Es ist Spekulation: Aber hätte Gott ihm vorher gesagt, was er vor hat, wäre Philippus vielleicht gar nicht gegangen. Dass das Evangelium über die Juden hinaus auch in andere Völker getragen wird, wie es dann Paulus tat, das konnte man sich damals noch nicht so recht vorstellen. Zwei Kapitel später wird die Geschichte erzählt, wo Petrus zum nichtjüdischen, zum heidnischen Hauptmann Kornelius hingehen soll, um ihm seine Lebensfragen zu beantworten.
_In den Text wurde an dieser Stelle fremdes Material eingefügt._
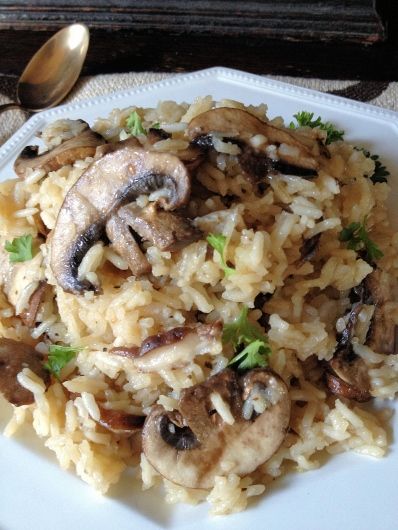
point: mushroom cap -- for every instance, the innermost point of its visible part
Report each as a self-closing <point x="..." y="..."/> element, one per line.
<point x="240" y="124"/>
<point x="347" y="375"/>
<point x="76" y="148"/>
<point x="174" y="348"/>
<point x="117" y="178"/>
<point x="195" y="444"/>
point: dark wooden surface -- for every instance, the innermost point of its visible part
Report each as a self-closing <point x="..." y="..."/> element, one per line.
<point x="341" y="39"/>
Lesen Sie, wie Gott zu kämpfen hatte, bis Petrus begriffen hat, dass es wirklich Gottes Wille ist, dorthin zu gehen.
Philippus geht. Er geht hinaus auf eine Straße, „die öde ist“, so heißt es. Dort wartet er geduldig, was Gott von ihm will, und erfährt, dass er sich in der Nähe dieses Wagens halten soll.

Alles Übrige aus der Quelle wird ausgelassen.